17 de agosto de 2011
Um sem lente no chip plataforma de microscopia fluorescente é demonstrado que pode objetos de imagem fluorescente através de uma ultra-wide campo de visão de, por exemplo,> 0,6-8 cm2 com <4μm resolução usando uma amostra de compressão baseada algoritmo de decodificação. Como um compacto e de campo amplo modalidade de imagem fluorescente on-chip poderia ser valioso para high-throughput citometria, raro de célula de pesquisa e análise de microarray.
O objetivo geral deste procedimento é demonstrar uma plataforma de microscopia fluorescente sem lentes e em chip para imageamento de objetos fluorescentes em um campo de visão ultra amplo. Para isso, um filtro fino de absorção e uma placa de fibra óptica são cuidadosamente colocados sobre uma matriz de sensores optoeletrônicos, ou CCDC moss, e, em seguida, um chip microfluídico é posicionado sobre a placa. Em seguida, um prisma é montado com o microchip utilizando óleo de casamento de índice.
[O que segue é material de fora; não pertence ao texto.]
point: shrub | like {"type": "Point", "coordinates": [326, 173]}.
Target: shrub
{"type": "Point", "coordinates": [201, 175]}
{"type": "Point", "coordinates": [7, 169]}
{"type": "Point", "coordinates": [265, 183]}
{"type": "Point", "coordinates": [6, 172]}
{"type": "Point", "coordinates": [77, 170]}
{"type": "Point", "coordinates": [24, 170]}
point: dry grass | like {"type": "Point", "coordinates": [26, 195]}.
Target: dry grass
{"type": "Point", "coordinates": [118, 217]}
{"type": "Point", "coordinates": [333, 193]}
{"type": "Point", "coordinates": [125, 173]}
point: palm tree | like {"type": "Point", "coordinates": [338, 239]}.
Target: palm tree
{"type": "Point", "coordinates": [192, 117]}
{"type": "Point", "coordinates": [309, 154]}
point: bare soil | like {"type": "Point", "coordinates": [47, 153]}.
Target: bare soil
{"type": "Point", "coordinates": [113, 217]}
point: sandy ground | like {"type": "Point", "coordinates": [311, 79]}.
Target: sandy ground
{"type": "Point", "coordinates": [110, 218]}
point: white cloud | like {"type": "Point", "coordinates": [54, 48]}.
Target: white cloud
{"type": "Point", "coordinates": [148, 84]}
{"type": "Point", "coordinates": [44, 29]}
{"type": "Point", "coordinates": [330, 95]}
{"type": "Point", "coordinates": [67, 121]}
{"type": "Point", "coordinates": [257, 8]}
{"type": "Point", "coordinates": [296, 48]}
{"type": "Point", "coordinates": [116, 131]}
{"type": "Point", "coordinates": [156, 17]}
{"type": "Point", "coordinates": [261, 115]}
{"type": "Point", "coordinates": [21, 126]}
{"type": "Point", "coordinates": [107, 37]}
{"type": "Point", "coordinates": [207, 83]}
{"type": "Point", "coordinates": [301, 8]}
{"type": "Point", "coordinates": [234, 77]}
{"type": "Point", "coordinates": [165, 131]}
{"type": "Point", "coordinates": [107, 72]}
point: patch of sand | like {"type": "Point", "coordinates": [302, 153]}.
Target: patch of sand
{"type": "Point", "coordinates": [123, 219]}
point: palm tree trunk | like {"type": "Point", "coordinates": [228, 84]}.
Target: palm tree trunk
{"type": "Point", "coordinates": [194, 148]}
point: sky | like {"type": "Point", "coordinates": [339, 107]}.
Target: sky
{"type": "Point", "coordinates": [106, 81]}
A citação fluorescente é realizada através da face lateral de um prisma romboide, e a iluminação holográfica é feita através da face superior do mesmo prisma. Em última análise, imagens microscópicas de alta resolução podem ser obtidas a partir das imagens fluorescentes adquiridas mediante a decodificação das imagens brutas por meio de algoritmos digitais. Se necessário, os objetos fluorescentes decodificados podem ser contados automaticamente utilizando uma interface desenvolvida sob medida.
Lente em chip. A imagem em geral tem como objetivo substituir microscópios ópticos baseados em lentes volumosas por designs mais simples e compactos. Esta plataforma tecnológica emergente tem o potencial de eliminar a necessidade de componentes volumosos e de alto custo por meio de novas teorias e algoritmos digitais de reconstrução.
A lista de lentes na plataforma de imagem em chip compreende diversos componentes ópticos, incluindo uma matriz de sensores digitais, uma fonte de iluminação incoerente, um prisma, um filtro de absorção e uma placa de face de fibra óptica, ou um cone de fibra óptica. Nesta plataforma, diferentes tipos de matrizes de sensores podem ser utilizados para a detecção do sinal fluorescente proveniente de microobjetos-alvo. Para os fins deste vídeo, será utilizado um dispositivo acoplado por carga, e uma fonte de luz incoerente, como um simples diodo emissor de luz, é usada para a excitação da fluorescência.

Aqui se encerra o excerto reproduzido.